Thursday, December 18th 2014

Credit Scores and Car Loans: Four Tips to Getting a Low Interest Rate

by Mr Credit Card runs live, reverse auctions (like a reverse eBay) for consumers shopping for financial products. Consumers get exclusive rates and instant one stop shopping in a fun, dynamic auction format, and banks and Credit Unions get inexpensive access to new customers, accounts, and loans. This post is a contribution from them

When applying for an auto loan, your credit score is key. Just like boxers obsess over their weight before the weigh-in ceremony, so too should you prepare as much as you can before shopping for auto loans. Keep the following tips in mind as you get your credit report squared away:

1. A “Good” Credit Rating is No Guarantee

Do enough research and you’ll find a plethora of credit score breakdowns indicating which ranges are considered “poor,” “fair,” “good” or “excellent.” Ignore these. The only thing that matters is your credit score. Terms such as “good” or “excellent” are purely subjective and vary from lender-to-lender and according to the state of the economy. For example, once upon a time, any credit score above 700 was considered an all access pass to zero percent auto loan financing. But after the credit crunch hit this past decade, auto lenders are being a bit more selective, bumping that bar up to about 720 or 740. Don’t burden yourself with concerns over whether you’re good, better or best—just try to get your score as high as possible.

2. Credit Reporting Agencies Make Mistakes

For whatever reason, many Americans have a phobia of checking their credit report—perhaps because they’re afraid of what they might find. But given how much getting your credit report costs (it’s free, once a year) in relation to how much you can save, it’s definitely worth reviewing your credit report before you begin shopping for auto loans.
Why? Because credit reporting agencies make mistakes. And can you blame them? They’re keeping track of hundreds of millions of consumers and a few clerical errors or oversights are bound to slip through the cracks. These can be costly. Outdated information, resolved billing disputes that haven’t been updated and incorrect credit limits or balances can end up docking your credit score significantly.

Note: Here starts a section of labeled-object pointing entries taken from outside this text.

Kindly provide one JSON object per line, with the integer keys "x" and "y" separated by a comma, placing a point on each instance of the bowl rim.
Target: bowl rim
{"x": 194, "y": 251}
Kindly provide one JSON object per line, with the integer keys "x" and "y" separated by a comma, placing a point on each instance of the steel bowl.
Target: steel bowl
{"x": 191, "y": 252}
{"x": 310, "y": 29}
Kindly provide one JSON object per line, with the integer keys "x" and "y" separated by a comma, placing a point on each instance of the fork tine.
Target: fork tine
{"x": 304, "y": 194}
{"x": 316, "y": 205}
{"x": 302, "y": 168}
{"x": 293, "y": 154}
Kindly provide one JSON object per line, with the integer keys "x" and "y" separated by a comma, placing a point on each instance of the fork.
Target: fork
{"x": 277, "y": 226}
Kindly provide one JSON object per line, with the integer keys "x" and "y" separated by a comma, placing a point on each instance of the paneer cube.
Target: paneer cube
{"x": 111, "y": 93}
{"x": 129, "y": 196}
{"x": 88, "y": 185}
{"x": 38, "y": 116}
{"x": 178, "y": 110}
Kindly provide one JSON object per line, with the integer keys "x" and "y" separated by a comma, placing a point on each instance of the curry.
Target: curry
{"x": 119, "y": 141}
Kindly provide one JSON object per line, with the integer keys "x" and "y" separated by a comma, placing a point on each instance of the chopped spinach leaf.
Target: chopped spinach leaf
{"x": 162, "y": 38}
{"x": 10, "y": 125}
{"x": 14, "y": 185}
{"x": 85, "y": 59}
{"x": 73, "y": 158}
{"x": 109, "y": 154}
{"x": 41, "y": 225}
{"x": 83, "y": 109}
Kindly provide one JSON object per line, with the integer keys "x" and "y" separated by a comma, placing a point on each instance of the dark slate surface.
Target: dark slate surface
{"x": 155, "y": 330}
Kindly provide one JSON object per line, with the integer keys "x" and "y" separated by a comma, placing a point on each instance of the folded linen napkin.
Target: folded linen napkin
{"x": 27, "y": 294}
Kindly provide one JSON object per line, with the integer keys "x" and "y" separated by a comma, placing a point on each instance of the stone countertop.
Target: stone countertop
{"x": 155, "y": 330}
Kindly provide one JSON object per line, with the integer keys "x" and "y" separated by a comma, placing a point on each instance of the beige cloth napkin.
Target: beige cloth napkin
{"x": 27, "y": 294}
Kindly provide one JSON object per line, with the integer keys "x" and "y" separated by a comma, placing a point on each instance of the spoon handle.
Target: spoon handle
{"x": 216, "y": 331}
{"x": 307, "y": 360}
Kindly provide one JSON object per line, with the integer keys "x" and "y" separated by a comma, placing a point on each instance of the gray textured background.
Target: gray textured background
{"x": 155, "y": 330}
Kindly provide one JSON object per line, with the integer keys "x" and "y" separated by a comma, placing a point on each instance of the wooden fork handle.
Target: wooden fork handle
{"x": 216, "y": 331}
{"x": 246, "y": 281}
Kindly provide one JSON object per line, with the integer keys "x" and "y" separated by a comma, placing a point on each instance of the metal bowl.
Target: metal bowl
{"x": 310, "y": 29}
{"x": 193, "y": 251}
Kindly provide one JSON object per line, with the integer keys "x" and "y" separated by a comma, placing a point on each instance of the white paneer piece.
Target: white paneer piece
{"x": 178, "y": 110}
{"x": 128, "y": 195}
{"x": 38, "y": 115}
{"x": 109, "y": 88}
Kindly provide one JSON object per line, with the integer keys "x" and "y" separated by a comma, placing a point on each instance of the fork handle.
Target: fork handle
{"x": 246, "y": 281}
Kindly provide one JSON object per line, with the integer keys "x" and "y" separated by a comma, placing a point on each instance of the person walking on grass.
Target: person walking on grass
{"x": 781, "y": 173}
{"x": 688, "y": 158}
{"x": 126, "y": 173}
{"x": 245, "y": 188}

3. Every Little Bit Counts

Fixing errors on your credit report matters because an additional 50 points on your credit score could translate into several percentage points off of your auto loan interest rate. Adding just a few points to your credit score before getting an auto loan could save you thousands of dollars in the long run.
For example, a $20,000 five-year auto loan at 3.9 percent would cost you $2,045 in total interest. Meanwhile, that same loan with a 7.9 percent auto loan would end up costing you $4,274 in total interest and have a higher monthly payment.

4. Not All Lenders are Created Equally

Auto lenders typically work within a niche, and visiting the wrong type of auto lender may cost you. For example, lenders that specialize in subprime lending won’t have the resources nor the motivation to cut you deal if you have a credit score over 700. Furthermore, different lending institutions often have different rates. Don’t begin and end your search at the dealer—check with credit unions, banks and online lenders.

When it comes to the overall cost of your auto loan, the interest rate for which you can qualify plays a pivotal role. And that interest rate is directly tied to your credit score at the time that you apply. Make sure that your credit score is the best it can be before you begin shopping for auto loans.